SemarangINFOPlus. Pemkot Semarang mewadahi kreativitas komunitas-komunitas di Kota Semarang. Salah satunya mewadahi kegiatan komunitas anak muda, Fixed Gear yang sukses menggelar lomba balap sepeda Fixie bertajuk Criterium Semarang Dark Race 2024.

Kegiatan berlangsung di halaman Balai Kota Semarang, Sabtu (8/6) malam, menampilkan aneka fun game dan lomba balap sepeda, khusus sepeda Fixie.

Wali Kota Semarang Hevearita Gunaryanti Rahayu hadir secara langsung membuka acara dengan melakukan Flag Off lomba Semarang Dark Race 2024.

Kepala daerah yang akrab disapa Mbak Ita tersebut bahkan menyapa penghobi dan pesepeda Fixie yang hadir dari 20 Kota di Indonesia.

“Ini merupakan kegiatan atau ajang menyalurkan hobi dan kreativitas komunitas anak-anak muda pecinta sepeda Fixie,” kata Mbak Ita.

Pemkot Semarang mendukung kegiatan positif anak-anak muda dengan memberi ruang kreatif. “Ini ada piala Wali Kota Semarang dan uang pembinaan untuk support kegiatan,” kata dia.

“Kalau siang kan mereka sekolah dan kuliah. Saat akhir pekan, atau di malam hari mereka bisa berkegiatan positif, olah raga bersepeda dan sebagainya,” sambungnya.

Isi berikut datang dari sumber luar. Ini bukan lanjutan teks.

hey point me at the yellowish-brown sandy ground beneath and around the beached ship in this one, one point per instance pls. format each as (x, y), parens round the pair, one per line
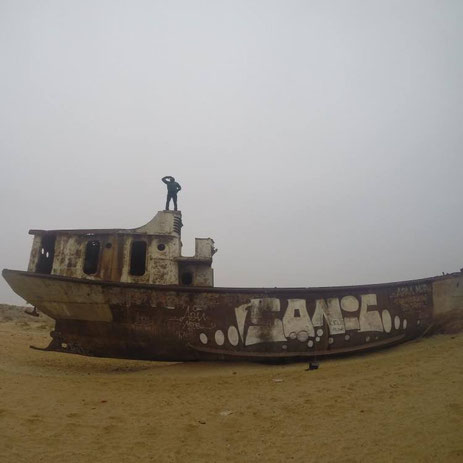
(399, 405)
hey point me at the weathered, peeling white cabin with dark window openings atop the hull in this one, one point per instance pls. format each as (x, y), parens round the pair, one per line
(150, 254)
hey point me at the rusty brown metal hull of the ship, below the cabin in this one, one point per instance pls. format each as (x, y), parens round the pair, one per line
(155, 322)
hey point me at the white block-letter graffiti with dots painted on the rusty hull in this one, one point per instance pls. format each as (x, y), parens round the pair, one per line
(275, 320)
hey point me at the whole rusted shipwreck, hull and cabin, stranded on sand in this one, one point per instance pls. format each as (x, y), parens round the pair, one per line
(130, 293)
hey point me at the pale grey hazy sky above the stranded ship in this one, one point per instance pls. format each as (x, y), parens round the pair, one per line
(318, 142)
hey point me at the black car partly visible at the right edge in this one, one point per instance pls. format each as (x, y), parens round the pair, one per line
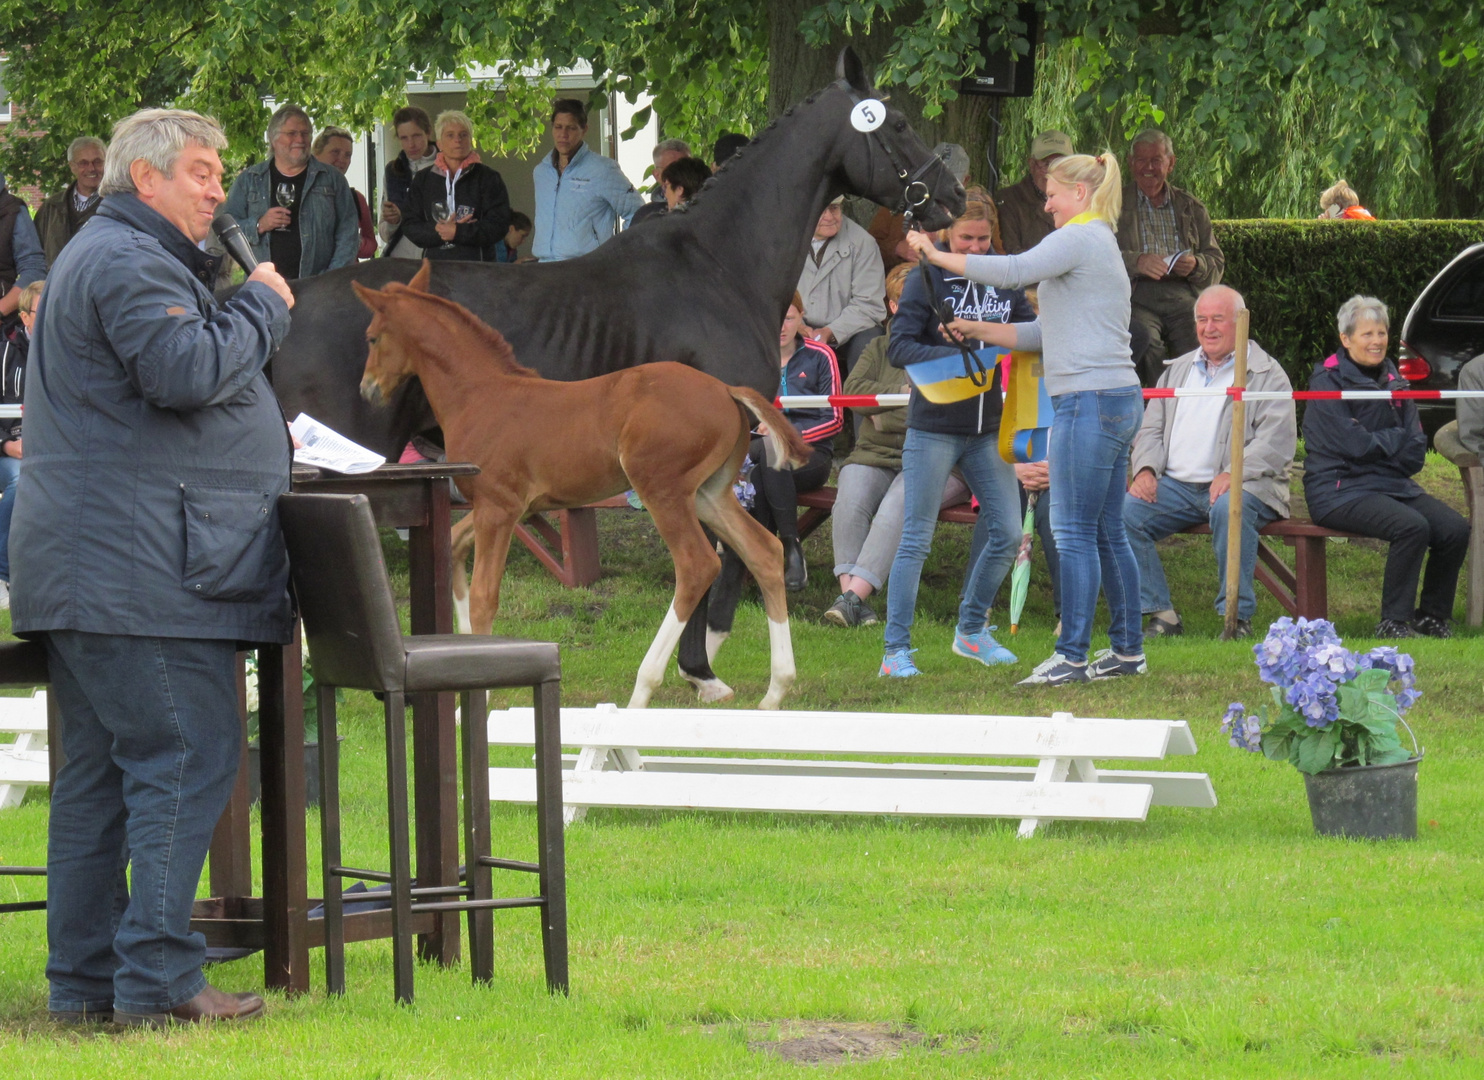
(1445, 330)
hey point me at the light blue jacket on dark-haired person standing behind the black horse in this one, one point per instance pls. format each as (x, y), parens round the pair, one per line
(577, 210)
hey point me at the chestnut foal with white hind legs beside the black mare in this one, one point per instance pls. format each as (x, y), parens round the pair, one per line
(673, 434)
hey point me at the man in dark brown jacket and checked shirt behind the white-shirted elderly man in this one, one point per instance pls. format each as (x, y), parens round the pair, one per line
(1169, 250)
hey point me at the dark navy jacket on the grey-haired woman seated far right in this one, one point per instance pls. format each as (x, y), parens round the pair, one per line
(1359, 447)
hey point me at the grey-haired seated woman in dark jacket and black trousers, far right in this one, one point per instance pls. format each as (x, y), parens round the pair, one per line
(1357, 478)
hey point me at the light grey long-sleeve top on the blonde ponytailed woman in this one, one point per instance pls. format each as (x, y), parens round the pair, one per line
(1084, 293)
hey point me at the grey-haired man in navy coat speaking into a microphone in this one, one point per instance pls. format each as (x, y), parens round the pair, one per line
(146, 547)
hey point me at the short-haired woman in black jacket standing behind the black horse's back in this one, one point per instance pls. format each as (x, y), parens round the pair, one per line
(459, 208)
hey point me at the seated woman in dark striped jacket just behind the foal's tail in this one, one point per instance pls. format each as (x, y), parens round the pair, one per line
(805, 367)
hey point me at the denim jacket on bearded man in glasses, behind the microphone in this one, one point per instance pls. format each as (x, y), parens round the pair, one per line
(329, 222)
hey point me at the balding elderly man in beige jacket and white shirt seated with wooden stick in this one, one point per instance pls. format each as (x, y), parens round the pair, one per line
(1182, 462)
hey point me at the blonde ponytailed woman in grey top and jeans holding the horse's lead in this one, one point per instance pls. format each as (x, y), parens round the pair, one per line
(1083, 335)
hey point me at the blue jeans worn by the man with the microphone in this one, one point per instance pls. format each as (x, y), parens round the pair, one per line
(152, 740)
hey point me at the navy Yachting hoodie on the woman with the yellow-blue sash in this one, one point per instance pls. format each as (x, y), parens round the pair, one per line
(916, 337)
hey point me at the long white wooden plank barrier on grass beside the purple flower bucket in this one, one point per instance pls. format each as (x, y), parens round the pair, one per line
(1065, 784)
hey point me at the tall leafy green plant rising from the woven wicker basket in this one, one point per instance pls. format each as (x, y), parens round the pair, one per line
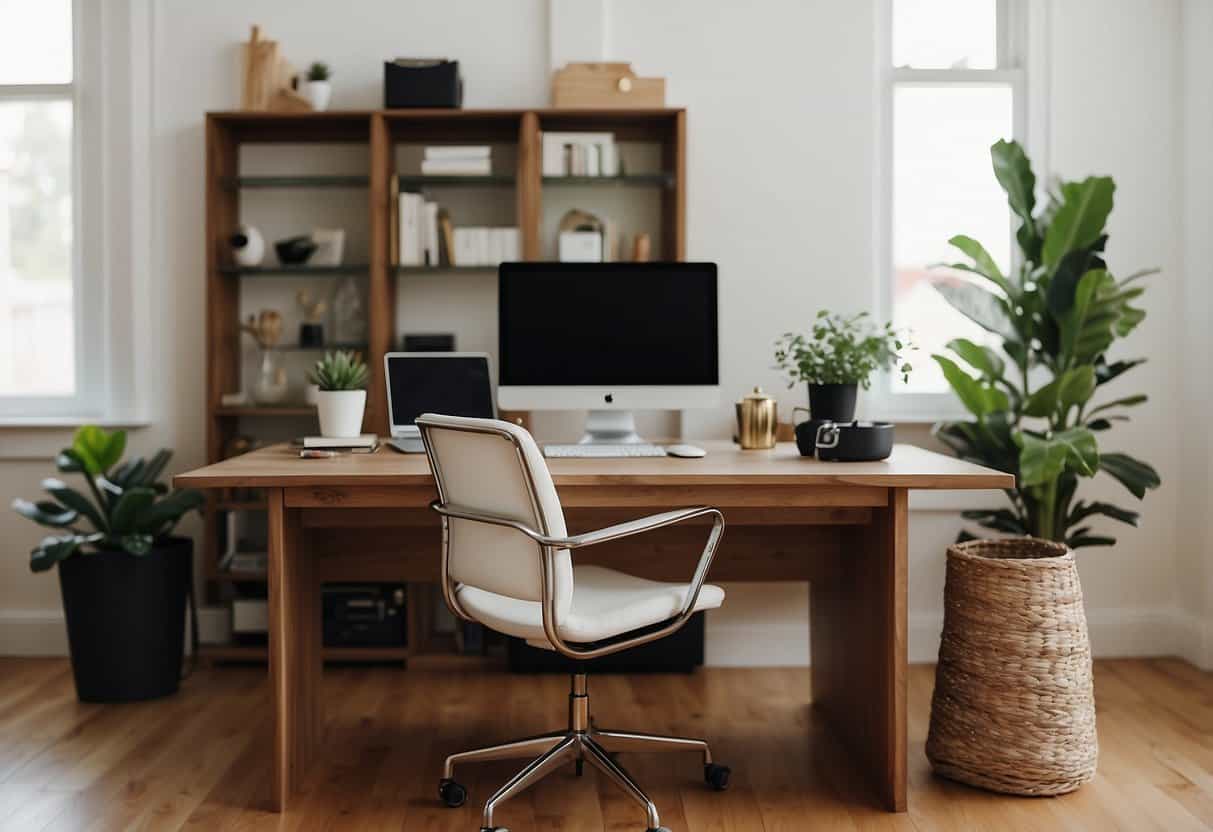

Wali Kota perempuan pertama di Kota Semarang ini mengapresiasi komunitas Fixed Gear yang bisa menarik 100 peserta dari 20 kota kabupaten di Tanah Air.

“Ini pesepeda dan penghobi Fixie ternyata banyak. Ada 100 yang ikut, belum lagi para pendukung dan sanak keluarganya yang datang. Ajang ini juga menarik minat muda mudi untuk menonton, tadi di Jalan Pemuda banyak yang nonton. Tentunya ini bukan sekedar kompetisi tapi wadah bagi penghobi juga,” paparnya.

Mbak Ita mengaku siap memberi ruang bagi komunitas-komunitas lain juga untuk dapat unjuk gigi berkegiatan di Balai Kota Semarang.

“Saya mengajak anak-anak muda ini untuk melakukan aktivitas di Balai Kota ini sehingga tempat ini jadi hidup,” jelasnya.

Seperti komunitas lain, ada komunitas vespa, komunitas motor antik, atau mobil antik semua bisa menggunakan Balai Kota terutama saat akhir pekan.

“Kita juga punya Co-working Space yang bisa dimanfaatkan anak-anak muda, apalagi ada cafe dan wifi juga. Mungkin Balai Kota Semarang bisa jadi wadah komunitas anak-anak milenial untuk berekspresi berkreativitas,” tuturnya.

Bahkan, lanjut Mbak Ita, bisa juga dihadirkan UMKM dan stand-stand kreatif di Balai Kota agar mewadahi anak-anak muda berkarya lebih baik dan lebih hebat.

Sementara itu, Ketua Pelaksana Semarang Dark Race 2024, Vanny Bachtiar menjelaskan, kegiatan ini adalah ajang balap sepeda di jalan raya yang digelar oleh komunitas Fixed Gear.